Participants which do not take part in a given task or round can simply delete the corresponding sub-folders.
The goal of Covid-19 MLIA Eval is to speed up the creation of multilingual information acces systems and (language) resources for Covid-19 as well as openly share these systems and resources as much as possible. Therefore, participants are more than encouraged to share their code and any additional (language) resources they have used or created.
All the contents of these repositories are realeased under the Creative Commons Attribution-ShareAlike 4.0 International License.
Task Repository:
Organizers share contents common to all participants through the Information Extraction task repository.
The repository is organised as follows:
-
topics
: this folder contains the topics to be used for task.
-
ground-truth
: this folder contains the ground-truth, i.e. the qrels, for the task.
-
report
: this folder contains the rolling technical report describing the overall outcomes of the task, round after round.

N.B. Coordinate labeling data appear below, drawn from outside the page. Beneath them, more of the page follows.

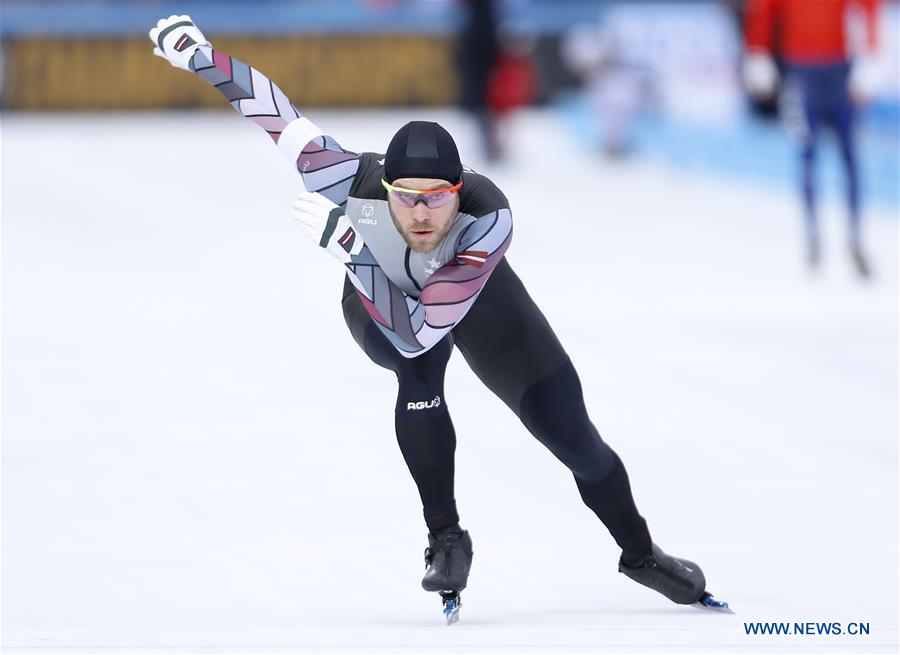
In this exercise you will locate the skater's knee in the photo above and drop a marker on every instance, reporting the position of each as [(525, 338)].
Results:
[(553, 411)]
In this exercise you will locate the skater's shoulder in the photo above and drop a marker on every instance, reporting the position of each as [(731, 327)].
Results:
[(367, 183), (479, 195)]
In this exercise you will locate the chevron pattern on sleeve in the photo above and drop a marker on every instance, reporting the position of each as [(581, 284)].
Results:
[(250, 92)]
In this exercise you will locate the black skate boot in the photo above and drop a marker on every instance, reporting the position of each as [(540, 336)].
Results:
[(448, 558), (679, 580)]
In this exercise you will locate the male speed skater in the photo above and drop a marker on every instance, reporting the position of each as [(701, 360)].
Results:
[(825, 80), (422, 240)]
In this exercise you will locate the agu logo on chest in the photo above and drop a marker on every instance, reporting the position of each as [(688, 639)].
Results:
[(367, 211)]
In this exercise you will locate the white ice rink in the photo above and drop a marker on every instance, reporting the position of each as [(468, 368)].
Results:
[(189, 463)]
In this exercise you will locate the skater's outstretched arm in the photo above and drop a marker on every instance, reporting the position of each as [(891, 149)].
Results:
[(324, 166), (412, 325)]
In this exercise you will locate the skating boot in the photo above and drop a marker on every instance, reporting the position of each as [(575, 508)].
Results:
[(448, 558), (679, 580)]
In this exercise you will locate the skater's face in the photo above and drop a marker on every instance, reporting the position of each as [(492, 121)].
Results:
[(421, 226)]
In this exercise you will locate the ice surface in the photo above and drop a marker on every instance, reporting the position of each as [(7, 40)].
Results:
[(197, 457)]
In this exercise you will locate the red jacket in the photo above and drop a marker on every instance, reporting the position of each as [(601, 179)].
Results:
[(808, 31)]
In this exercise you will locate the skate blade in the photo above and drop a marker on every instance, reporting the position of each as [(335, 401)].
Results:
[(707, 602), (451, 608)]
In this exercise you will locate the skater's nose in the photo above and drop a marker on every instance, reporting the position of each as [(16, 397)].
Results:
[(420, 213)]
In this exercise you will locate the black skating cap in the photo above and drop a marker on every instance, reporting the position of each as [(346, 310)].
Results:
[(422, 149)]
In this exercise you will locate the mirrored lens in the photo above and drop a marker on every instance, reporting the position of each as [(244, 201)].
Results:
[(431, 200)]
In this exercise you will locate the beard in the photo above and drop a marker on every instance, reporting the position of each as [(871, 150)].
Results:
[(418, 244)]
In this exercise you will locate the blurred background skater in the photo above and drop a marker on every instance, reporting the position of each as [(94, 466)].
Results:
[(476, 53), (617, 89), (512, 84), (827, 50)]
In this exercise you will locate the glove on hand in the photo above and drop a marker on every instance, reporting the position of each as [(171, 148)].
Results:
[(327, 225), (176, 39)]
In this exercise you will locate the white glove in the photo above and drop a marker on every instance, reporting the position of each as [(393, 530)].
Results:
[(326, 224), (176, 39), (760, 75), (865, 78)]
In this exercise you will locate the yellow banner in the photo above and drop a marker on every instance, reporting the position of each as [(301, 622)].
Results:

Covid-19 MLIA Eval runs in three rounds.
Therefore, the topics
and ground-truth
folders are organized into sub-folders for each round, i.e. round1
, round2
, and round3
.
All the contents of this repository are realeased under the Creative Commons Attribution-ShareAlike 4.0 International License.
Rolling Technical Report:
The rolling technical report should be formatted according to the Springer LNCS format, using either the LaTeX template or the Word template. LaTeX is the preferred format.